I own a pair of Sennheiser PC150 headphones (with mic) with which I game with and a Xonar DX soundcard (for possitional audio). I have some cheap generic pc speakers as well. The issue that I am having is that the Xonar only outputs through the back of the card and not to the front of the pc case (when plugging the headphones into the front of my pc case it uses the motherboard audio - Realtek). I believe this is a problem with Xonar DX soundcards. Basically when ever I want to change between using the speakers and headphones I have to climb under my desk to get to the back of my computer to switch them around which isn't good for someone with lower back problems.

Is there a way around this?

I am also looking to improve my speakers because they are really rubbish. I'm not made of money so looking to spend no more than £200.

I was looking at the Corsair Gaming Audio Series SP2500, however, whilst it has an output for headphones it doesn't have one for mic-in, which would defeat the purpose (well it would sound better but I would still end up having to crawl on my hands and feet when ever I wanted to put on my headphones).

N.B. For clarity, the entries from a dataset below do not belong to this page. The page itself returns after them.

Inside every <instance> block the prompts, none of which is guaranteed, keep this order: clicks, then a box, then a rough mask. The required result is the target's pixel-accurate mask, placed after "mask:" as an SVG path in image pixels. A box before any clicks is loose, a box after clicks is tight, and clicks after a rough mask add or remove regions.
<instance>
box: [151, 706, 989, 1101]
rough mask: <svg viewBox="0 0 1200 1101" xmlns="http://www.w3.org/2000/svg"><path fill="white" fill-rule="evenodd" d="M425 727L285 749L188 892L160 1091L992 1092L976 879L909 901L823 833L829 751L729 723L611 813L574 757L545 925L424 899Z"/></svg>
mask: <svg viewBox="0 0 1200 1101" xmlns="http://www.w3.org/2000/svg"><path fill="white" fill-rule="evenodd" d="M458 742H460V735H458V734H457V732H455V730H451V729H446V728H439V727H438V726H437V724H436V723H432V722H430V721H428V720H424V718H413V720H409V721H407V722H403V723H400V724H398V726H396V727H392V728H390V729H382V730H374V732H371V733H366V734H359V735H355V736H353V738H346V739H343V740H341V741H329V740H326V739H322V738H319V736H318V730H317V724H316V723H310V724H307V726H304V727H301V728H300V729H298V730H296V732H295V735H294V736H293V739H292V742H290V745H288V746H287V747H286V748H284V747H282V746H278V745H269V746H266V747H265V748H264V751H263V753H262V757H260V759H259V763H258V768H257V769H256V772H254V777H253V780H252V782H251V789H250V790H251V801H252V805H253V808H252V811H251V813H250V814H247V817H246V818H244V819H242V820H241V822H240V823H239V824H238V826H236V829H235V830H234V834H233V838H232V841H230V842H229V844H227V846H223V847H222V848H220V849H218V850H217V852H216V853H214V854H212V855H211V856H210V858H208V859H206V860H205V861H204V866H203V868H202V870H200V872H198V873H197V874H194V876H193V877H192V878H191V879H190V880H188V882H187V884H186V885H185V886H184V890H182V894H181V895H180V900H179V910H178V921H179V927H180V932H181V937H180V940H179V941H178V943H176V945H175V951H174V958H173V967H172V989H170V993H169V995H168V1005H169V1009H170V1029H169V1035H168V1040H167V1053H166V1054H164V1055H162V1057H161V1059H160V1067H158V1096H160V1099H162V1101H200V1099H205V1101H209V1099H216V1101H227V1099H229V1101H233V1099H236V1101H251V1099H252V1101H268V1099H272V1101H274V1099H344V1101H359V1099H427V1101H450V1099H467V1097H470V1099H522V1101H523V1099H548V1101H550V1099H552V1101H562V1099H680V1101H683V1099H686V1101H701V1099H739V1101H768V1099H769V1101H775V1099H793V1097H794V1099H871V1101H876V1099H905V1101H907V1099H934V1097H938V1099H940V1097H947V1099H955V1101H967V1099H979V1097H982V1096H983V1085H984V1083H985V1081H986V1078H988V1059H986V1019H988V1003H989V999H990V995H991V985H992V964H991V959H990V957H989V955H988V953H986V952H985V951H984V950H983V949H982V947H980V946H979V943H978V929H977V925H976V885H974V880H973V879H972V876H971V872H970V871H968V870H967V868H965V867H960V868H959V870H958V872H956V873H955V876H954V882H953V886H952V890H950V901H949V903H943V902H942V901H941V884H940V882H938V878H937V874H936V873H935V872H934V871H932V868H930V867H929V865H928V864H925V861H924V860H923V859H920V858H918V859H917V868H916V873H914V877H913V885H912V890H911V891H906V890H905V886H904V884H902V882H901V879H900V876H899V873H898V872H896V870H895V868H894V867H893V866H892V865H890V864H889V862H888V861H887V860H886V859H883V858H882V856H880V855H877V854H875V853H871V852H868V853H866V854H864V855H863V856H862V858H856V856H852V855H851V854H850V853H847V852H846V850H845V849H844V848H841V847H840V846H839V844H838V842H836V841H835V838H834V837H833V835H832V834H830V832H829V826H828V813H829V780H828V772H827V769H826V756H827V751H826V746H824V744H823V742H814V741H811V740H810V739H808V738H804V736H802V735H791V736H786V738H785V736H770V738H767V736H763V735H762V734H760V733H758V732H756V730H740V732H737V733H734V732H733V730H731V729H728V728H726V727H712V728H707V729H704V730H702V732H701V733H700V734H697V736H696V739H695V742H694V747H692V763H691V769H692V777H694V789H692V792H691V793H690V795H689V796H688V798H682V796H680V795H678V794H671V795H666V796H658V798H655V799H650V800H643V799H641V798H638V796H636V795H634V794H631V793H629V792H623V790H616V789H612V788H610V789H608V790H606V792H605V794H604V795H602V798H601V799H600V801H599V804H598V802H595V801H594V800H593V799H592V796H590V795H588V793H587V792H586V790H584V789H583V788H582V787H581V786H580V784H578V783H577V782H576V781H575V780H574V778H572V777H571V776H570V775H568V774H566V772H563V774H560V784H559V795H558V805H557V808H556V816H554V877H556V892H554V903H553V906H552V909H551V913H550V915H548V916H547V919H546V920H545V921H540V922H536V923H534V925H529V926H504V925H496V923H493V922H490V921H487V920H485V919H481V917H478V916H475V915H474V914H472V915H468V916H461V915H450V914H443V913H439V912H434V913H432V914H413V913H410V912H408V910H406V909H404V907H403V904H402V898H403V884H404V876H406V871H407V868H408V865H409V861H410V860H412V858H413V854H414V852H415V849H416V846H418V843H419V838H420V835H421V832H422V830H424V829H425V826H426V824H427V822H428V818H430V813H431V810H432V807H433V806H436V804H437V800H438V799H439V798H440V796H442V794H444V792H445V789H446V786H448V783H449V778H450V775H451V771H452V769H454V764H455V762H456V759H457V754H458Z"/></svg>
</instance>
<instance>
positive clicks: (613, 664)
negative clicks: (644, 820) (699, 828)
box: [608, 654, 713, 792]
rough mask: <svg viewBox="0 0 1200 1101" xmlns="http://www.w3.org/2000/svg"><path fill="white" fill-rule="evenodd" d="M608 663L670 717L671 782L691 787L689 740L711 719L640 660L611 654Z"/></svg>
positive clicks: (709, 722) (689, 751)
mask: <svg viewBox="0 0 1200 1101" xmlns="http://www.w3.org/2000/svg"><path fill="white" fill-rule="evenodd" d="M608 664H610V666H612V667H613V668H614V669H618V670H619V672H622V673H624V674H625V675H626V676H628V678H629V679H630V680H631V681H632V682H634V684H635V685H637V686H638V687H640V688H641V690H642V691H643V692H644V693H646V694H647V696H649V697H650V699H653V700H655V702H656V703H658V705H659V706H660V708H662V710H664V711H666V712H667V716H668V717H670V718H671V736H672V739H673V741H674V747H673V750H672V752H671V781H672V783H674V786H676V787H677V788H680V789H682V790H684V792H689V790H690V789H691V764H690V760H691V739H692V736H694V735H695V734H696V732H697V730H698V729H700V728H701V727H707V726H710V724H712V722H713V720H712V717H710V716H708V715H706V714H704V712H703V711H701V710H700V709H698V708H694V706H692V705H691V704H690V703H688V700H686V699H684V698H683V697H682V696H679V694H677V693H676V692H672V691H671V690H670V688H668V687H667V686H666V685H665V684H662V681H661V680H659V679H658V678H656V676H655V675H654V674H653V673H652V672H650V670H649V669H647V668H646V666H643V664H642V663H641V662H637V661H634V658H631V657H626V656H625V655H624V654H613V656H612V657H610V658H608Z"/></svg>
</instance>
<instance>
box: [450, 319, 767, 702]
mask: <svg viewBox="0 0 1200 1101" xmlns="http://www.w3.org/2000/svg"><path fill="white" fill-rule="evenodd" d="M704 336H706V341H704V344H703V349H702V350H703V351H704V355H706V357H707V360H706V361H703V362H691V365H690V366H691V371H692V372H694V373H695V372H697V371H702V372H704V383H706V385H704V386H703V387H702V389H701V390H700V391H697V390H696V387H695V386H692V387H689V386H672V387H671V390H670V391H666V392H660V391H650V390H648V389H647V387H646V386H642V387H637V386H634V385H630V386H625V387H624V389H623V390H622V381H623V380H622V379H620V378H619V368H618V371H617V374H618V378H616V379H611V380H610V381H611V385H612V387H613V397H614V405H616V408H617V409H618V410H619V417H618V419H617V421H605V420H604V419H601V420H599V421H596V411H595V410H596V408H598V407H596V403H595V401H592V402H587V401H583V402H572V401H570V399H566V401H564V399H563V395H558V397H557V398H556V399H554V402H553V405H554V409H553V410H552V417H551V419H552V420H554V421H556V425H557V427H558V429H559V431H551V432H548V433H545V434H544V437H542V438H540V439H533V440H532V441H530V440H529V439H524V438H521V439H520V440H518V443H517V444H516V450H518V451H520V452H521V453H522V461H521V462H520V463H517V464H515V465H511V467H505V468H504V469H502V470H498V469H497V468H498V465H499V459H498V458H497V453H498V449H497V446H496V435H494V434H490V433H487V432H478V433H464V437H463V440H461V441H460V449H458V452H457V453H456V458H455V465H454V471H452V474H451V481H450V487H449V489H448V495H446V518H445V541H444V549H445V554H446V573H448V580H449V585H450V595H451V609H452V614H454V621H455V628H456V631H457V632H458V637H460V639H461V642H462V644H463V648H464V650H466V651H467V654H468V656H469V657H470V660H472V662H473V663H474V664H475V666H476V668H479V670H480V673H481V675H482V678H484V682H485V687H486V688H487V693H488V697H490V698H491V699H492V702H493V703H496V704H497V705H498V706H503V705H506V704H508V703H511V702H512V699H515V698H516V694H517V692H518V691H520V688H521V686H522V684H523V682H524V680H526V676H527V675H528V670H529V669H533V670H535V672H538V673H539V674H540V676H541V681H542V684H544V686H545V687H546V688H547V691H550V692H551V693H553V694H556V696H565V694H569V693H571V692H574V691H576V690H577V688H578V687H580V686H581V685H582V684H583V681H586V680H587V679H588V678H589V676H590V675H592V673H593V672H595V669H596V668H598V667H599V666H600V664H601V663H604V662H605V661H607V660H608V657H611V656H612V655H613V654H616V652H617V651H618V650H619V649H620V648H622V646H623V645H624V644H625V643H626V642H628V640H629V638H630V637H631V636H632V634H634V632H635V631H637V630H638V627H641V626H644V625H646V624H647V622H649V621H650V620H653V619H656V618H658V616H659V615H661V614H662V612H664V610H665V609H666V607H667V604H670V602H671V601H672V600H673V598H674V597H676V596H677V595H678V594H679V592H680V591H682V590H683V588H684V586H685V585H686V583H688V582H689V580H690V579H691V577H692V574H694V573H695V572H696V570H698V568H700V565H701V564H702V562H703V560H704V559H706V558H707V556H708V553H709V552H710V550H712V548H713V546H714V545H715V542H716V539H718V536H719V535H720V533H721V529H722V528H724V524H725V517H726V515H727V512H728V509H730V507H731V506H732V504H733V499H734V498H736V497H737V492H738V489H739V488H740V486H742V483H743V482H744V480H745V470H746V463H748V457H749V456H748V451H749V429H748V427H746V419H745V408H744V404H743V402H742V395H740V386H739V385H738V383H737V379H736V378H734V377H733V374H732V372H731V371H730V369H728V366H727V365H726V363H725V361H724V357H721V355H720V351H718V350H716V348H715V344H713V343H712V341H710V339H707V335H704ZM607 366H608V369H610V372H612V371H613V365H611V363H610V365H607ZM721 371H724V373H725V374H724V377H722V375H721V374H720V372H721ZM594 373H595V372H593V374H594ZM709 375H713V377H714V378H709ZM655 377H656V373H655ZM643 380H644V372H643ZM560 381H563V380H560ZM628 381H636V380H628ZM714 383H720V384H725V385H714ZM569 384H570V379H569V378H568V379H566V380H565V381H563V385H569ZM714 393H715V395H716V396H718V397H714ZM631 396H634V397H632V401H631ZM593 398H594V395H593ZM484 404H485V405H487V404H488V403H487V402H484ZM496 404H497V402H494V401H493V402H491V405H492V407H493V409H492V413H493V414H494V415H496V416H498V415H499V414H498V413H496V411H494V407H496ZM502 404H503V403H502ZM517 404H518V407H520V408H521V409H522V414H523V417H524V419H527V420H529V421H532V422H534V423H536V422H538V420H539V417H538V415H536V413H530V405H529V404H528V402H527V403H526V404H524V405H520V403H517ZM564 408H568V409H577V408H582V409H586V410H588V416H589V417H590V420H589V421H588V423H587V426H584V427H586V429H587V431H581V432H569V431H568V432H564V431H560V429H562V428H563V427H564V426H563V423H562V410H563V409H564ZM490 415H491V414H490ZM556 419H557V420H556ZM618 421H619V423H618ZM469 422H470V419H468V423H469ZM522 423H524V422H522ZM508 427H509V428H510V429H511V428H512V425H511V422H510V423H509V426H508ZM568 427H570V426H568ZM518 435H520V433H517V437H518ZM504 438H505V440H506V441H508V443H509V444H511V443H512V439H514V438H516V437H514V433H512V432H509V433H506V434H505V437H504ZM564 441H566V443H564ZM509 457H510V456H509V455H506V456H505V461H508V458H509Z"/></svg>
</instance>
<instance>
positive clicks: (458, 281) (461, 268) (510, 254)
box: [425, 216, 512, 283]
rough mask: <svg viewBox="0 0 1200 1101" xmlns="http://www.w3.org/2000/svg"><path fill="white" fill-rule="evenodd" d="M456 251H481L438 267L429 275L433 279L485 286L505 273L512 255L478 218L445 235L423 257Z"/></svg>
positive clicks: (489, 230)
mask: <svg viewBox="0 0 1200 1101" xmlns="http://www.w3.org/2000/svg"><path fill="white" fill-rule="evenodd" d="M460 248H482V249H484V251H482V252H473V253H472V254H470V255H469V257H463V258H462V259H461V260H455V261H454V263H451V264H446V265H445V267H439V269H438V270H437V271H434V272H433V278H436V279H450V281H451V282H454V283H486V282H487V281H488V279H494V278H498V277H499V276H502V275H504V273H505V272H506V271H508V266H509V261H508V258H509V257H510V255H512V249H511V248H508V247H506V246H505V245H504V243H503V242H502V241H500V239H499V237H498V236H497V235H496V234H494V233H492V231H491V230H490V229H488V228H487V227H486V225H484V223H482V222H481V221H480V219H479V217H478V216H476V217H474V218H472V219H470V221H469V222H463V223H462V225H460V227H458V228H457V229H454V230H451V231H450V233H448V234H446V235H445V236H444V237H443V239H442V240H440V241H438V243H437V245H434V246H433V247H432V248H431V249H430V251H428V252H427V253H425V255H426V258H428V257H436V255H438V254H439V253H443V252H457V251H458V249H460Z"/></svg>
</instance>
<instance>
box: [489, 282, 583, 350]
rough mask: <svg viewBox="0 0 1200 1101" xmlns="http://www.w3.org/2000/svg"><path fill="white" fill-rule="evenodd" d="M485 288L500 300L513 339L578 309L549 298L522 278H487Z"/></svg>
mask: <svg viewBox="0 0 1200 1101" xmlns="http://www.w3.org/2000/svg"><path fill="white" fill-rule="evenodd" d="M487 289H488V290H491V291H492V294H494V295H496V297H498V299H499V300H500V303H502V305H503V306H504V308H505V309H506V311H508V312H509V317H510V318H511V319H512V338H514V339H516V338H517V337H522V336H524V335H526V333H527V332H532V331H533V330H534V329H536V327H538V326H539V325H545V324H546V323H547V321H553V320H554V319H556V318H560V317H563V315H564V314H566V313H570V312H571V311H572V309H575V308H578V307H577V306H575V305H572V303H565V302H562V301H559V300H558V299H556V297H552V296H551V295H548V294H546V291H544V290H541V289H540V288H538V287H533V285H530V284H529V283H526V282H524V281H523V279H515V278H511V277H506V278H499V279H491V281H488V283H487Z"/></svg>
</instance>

Then there is the Genius gx-gaming sw-g2.1 3000. This has the ability to plug you headphones and mic into the speaker itself. This slooks ounds like a god send for me, it's just it looks cheap and nasty and for £80 for a 2.1 speaker I have doubts about the quality as well.

I would appreciate any guidence on this.

Regards.


----------



## FreedomEclipse (Jul 1, 2013)

Hi, Welcome to the forums,

Unfortunately I dont think such a set exists, Most ive seen on speakers with regards to input apart from the normal ones are the inclusion of an AUX/Line In port.

Best bet here is to:

A) Make sure that the front panel where the input ports are, are wired up to the DX







B) The more costly option: Getting a new soundcard

The Creative Soundblaster Z/ZX has a dedicated headphones port and you can run both speakers and headphones at the same time as there is a 'switch' in the software that allows you to change.

If youre more of a gamer and you have a good set of headphones then I can highly recommend the Soundblaster Z/ZX over any Asus soundcard any day of the week.

I hope this helps


----------



## lancashire (Jul 1, 2013)

Thanks for your advice. I'm looking at the Zx as it looks like I can plug my headphones into the ACM which I guess has a long enough cable for it to sit on my desk. 

I'll hold off from getting a 2.1 setup for another month or so. 

Thanks again for your advice.


----------



## Jetster (Jul 1, 2013)

Just get an extension cables


----------